Limitations & Future Work

  • Scope limited to static scenes: The system assumes stable scene structures. Performance degrades with strong dynamic object interference; future work aims to incorporate explicit dynamic modeling.
  • Computation overhead of persistent homology: The complexity of computing the \(D_{topo}\) matrix as agent/view counts scale is not fully discussed, nor is the sensitivity to thresholds like \(\tau, \lambda, \delta_{topo}\).

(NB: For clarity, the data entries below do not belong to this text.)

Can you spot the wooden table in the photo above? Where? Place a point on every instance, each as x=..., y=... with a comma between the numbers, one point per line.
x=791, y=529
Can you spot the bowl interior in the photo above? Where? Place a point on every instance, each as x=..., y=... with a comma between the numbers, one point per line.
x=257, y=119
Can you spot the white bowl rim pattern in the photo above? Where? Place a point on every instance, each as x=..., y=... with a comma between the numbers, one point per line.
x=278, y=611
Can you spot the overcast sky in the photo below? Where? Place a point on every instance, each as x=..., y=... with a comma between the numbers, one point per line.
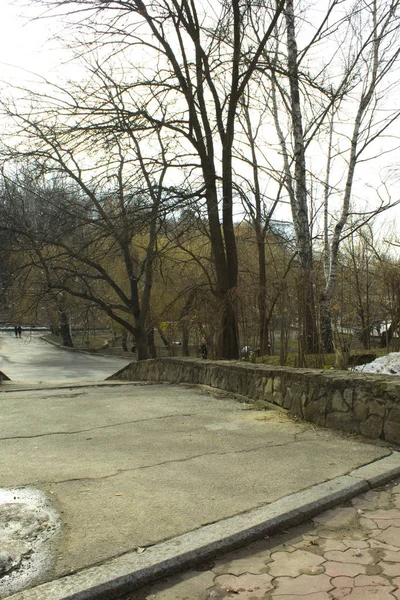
x=25, y=49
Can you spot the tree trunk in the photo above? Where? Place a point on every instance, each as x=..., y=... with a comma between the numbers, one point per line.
x=228, y=343
x=299, y=201
x=326, y=325
x=64, y=330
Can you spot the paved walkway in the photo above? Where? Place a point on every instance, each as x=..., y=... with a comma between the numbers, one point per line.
x=30, y=359
x=141, y=479
x=351, y=552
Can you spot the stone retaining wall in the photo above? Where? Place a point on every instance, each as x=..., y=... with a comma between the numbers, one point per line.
x=365, y=404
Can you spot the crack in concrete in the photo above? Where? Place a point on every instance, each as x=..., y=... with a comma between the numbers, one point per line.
x=27, y=437
x=167, y=462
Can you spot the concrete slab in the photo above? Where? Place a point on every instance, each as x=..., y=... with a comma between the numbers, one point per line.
x=30, y=359
x=130, y=466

  • Anchor dependency: Centralizing residuals on one anchor agent saves memory but creates a single point of failure. Robustness to anchor loss or handover was not demonstrated.

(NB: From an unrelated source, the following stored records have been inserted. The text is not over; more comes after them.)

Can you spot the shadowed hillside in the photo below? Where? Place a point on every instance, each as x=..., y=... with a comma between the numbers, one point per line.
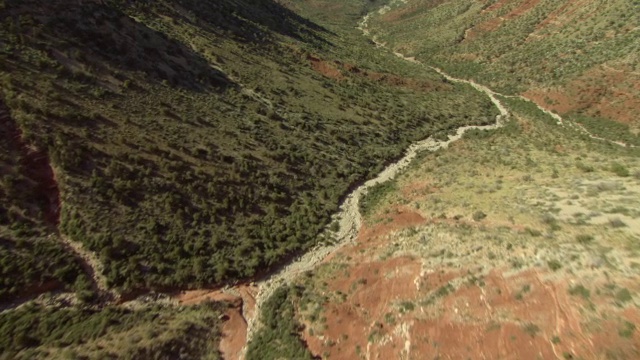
x=182, y=133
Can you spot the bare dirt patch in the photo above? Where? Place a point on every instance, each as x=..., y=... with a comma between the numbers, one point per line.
x=241, y=300
x=603, y=91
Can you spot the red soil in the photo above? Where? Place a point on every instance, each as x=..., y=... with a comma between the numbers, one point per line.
x=234, y=329
x=603, y=92
x=36, y=167
x=495, y=22
x=497, y=319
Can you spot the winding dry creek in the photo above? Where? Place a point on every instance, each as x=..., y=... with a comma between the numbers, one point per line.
x=348, y=216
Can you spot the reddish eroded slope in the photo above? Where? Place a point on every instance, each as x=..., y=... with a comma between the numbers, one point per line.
x=396, y=307
x=601, y=91
x=241, y=300
x=35, y=167
x=495, y=22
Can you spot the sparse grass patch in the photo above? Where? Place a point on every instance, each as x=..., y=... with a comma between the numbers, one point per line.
x=584, y=239
x=627, y=329
x=580, y=290
x=554, y=265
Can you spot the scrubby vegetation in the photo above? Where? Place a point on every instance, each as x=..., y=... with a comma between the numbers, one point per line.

  • vs CP-SLAM: CP-SLAM uses neural point clouds and a "distributed-to-centralized" strategy which is resource-intensive. TopoMA is purely distributed and more efficient (Replica RMSE 0.53 vs 1.39).
  • vs MAGiC-SLAM: MAGiC-SLAM uses 3D Gaussians but is restricted in large-scale environments. TopoMA's pointmap fusion is more flexible (RMSE 0.53 vs 1.06).
  • vs MNE-SLAM: MNE-SLAM is fully distributed but faces persistent communication issues. TopoMA addresses this via topology-guided residual transmission, achieving better ATE (10.48 vs 16.71) and lower resource usage.
  • vs Single-agent end-to-end (VGGT-Long / SLAM3R / MASt3R-SLAM): These degrade in multi-agent settings due to tracking loss and drift. TopoMA provides the missing "cross-agent spatial alignment and fusion" component for end-to-end frameworks.

Rating

  • Novelty: ⭐⭐⭐⭐ The triple reuse of a topological skeleton for attention, gating, and routing is highly innovative.
  • Experimental Thoroughness: ⭐⭐⭐⭐ Three datasets and various baselines, though lacking sensitivity and overhead analysis for persistent homology.
  • Writing Quality: ⭐⭐⭐⭐ Clear formulas and flow, though some notation (e.g., \(\psi_{topo}\)) is slightly ambiguous regarding distance vs similarity.
  • Value: ⭐⭐⭐⭐ Provides a practical direction for server-free reconstruction in large-scale multi-agent scenarios with low memory and global consistency.